La tecnica usata dall’artista iconografo è stata quella della niellatura e dell’ageminatura su lastre di bronzo. I solchi di incisione nel bronzo sono colmati da un cemento colorato di nero, da cui nigellium niello, ma anche da mastice verde, rosso, grigio e turchino-zaffiro che è il colore prevalente. Il lavoro di ageminatura o “taunà” è stato eseguito con una maestria e con una capacità davvero singolare: negli spazi scavati nel bronzo sono stati colati pezzi di argento che vanno a costituire le parti scoperte del corpo – volto, braccia, gambe – delle divine persone raffigurate, dando così un effetto di policromia metallica veramente raffinata e pregevole.
La simbologia cristiana della porta di una chiesa è davvero grandiosa e ricca di significato: la porta, infatti, di un edificio cristiano con il portale annesso che la incornicia e sorregge non è arricchita e splendente solo per un mero fatto estetico; la porta è simbolo – coincidenza tra essenza e apparenza – di Cristo che si è manifestato come la Porta unica attraverso cui il credente entra nei pascoli della vita ed esce per portare ai fratelli la ricchezza del dono ricevuto.
Il simbolo che rappresenta la coincidenza tra il divino e l’umano si caratterizza anche per la sua vicarietà: esso ha l’unica ed esclusiva funzione di presenza del simboleggiato e perché esso sia più adeguato possibile nella sua funzione catechetica viene arricchito dei tratti propri del simboleggiato per far conoscere il divino e per comunicare l’inespresso. Per questo il simbolo è in se stesso la raffigurazione del mistero per cui il simboleggiante è veicolo del simboleggiato. “Symbòlon” unità, comunione, mentre il suo contrario è il “Diabòlon” la divisione, il caos.
I simboli della porta bronzea di Monte Sant’Angelo sono dati dall’argento, metallo prezioso accomunato all’oro; poi dalle pietre preziose che adornano alcuni personaggi; dai colori delle nielllature di significato cosmico – il rosso è l’oriente, il nero il nord, il bianco l’occidente, il verdastro il sud, l’azzurro-zaffiro il luogo di Dio; infine i numeri, dall’uno al 24, dalla divinità unica all’unità della scrittura, alla pienezza non divisibile in schematismi umani.
Ora l’intervento di restauro in atto deve necessariamente essere “pratico” nella sua essenza e rispettoso dell’ integrità biblica della successione delle formelle della porta, offrendo così al termine dei lavori oltre allo splendore originario anche e soprattutto una lettura biblica che ha il suo punto focale nella 8ª formella della porta a battenti chiusi, che è quella della gloriosa Resurrezione, preannunciata dal sacrificio di Isacco del battente di sinistra, così come la liturgia della veglia di pasqua ci fa ripercorrere con i testi biblici.
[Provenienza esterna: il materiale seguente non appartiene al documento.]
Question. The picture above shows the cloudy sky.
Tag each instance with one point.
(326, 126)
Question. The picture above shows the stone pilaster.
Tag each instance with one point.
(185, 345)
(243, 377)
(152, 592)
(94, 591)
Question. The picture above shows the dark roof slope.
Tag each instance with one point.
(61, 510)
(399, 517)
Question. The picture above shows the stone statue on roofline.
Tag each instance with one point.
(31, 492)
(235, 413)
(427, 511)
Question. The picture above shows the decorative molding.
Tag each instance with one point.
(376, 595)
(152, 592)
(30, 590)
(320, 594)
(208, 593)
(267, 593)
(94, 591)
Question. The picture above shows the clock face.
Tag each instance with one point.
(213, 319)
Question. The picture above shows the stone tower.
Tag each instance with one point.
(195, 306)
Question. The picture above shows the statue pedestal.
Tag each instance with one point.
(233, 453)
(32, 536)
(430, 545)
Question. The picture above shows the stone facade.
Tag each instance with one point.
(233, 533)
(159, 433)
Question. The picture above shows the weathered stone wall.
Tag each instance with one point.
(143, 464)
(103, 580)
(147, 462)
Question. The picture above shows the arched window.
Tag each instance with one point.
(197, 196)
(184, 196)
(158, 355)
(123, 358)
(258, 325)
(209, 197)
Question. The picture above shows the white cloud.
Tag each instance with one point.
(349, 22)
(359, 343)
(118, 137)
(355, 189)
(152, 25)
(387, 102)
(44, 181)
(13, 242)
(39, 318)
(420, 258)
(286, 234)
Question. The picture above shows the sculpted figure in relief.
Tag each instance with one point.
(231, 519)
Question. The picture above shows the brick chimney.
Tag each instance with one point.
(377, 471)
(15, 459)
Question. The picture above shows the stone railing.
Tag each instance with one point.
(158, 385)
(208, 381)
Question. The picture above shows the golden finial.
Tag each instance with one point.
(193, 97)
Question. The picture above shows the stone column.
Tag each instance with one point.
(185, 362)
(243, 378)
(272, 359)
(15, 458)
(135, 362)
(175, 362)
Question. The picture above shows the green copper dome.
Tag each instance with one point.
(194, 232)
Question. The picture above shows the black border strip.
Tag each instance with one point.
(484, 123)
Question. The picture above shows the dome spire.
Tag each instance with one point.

Se è dovere dell’Ente preposto al patrimonio artistico tutelarlo per consegnarlo al meglio ai posteri, è anche vero che la forza della Parola significata nell’arte richiede innanzitutto fedeltà al simbolo, coincidenza di essenza e apparenza, e non ultimo quel pieno esercizio catechetico della fede viva
che deve essere aiutata a leggere e comprendere. E quanto la ‘Biblia pauperum” abbia svolto nei secoli passati nel campo della trasmissione della fede non sarà mai sufficiente ricordarlo.
Il vescovo della diocesi Manfredonia – Vieste – San Giovanni Rotondo, mons. Michele Castoro, che ha magistralmente sottolineato la via pulchritudinis in occasione di importanti restauri occorsi in diocesi e particolarmente nel seminario del Master in Architettura, Arti sacre e Liturgia della Pontificia Università Europea di Roma, tenutosi proprio a Monte S. Angelo nel maggio 2012, certamente guiderà anche in questa propizia occasione gli attuali custodi del santuario e gli addetti al restauro nel riportare alla contemplazione di credenti e studiosi, nello splendore originario e nella successione biblico-iconografica, quest’opera magnifica, tra le più belle dell’arte bizantina ancora presenti in Italia, che arricchisce il millenario santuario micaelico, scrigno di fede e di arte.